1. The format of the intrinsic matrix is shown in the following figure. Generally, there are values in four positions of the matrix (0,0); (0,2); (1,1); (1,2).

2. The basic principle of calibration is to calculate and obtain the conversion relationship between the xyz coordinates in the LiDAR coordinate system and the xy coordinates in the camera coordinate system of the same target. Because the corner point is a relatively obvious target in the point cloud and the photo, this method can reduce the calibration error.

3. We can also use multiple calibration boards or a chessboard calibration board that can be recognized by the LiDAR.

4. Be careful not to change the format, otherwise you need to modify the relevant code in the getIntrinsic() and getDistortion() functions in the common.h file in the program.

5. The displayed picture is corrected by distortion correction parameters.
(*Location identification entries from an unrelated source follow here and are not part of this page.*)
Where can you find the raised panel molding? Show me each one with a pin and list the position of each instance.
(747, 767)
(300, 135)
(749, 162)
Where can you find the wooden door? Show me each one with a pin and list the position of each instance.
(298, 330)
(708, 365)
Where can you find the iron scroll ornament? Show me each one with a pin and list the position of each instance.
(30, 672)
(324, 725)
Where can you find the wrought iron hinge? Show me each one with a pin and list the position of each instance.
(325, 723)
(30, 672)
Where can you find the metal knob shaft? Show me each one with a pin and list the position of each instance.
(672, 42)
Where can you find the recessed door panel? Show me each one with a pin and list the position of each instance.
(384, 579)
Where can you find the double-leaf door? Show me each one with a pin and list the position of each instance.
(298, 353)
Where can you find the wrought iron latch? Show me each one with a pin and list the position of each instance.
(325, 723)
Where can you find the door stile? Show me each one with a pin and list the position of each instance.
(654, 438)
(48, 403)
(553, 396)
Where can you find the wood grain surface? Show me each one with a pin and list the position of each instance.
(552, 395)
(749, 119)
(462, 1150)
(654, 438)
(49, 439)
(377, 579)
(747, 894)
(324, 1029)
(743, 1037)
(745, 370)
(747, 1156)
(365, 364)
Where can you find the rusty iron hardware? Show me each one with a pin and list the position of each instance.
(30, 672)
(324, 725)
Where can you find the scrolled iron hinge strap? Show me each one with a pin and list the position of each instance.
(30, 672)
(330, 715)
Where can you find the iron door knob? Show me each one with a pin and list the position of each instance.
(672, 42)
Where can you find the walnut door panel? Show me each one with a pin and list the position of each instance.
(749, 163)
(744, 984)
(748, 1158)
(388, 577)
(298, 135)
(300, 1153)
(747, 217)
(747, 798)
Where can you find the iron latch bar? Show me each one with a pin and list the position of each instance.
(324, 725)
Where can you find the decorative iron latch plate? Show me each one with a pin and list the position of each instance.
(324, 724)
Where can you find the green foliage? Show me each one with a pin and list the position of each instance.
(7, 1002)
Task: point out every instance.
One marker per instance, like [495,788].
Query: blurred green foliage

Please check the photo correction quality. For example, the photo correction on the left in the figure below has a problem, the distortion parameters may be set incorrectly. The photo on the right is normal.

6. After opening pcl_viewer, you can enter "h" in the terminal to get the guidance.

7. Note that if a line has less than 10 letters, it cannot be read as calculated data, so if the point cloud xyz or photo xy coordinates are short, you need to add up to 10 letters.

8. The default initial value in the program is set according to the coordinate system of Livox LiDAR, the relative position of the LiDAR and the camera, and should be modified according to the real situation. If the initial value is badly set, it may lead to bad optimization results.

9. If the cost is still relatively large at the end of the iteration (for example, 10 to the power of 4), it may be a problem with the initial value setting in the launch file, the result is only a local optimal solution, then the initial value needs to be reset.

10. The point cloud of the LiDAR can be projected to the corresponding position of the photo through the intrinsic and extrinsic matrix. The color of the point cloud will be displayed from blue to red to show the distance from near to distant; For the coloring, the corresponding camera pixel coordinates can be obtained by the point cloud coordinates, the intrinsic and extrinsic matrix, and the RGB information of this pixel can be assigned to the point cloud for display, so that the LiDAR point cloud can show with the real color.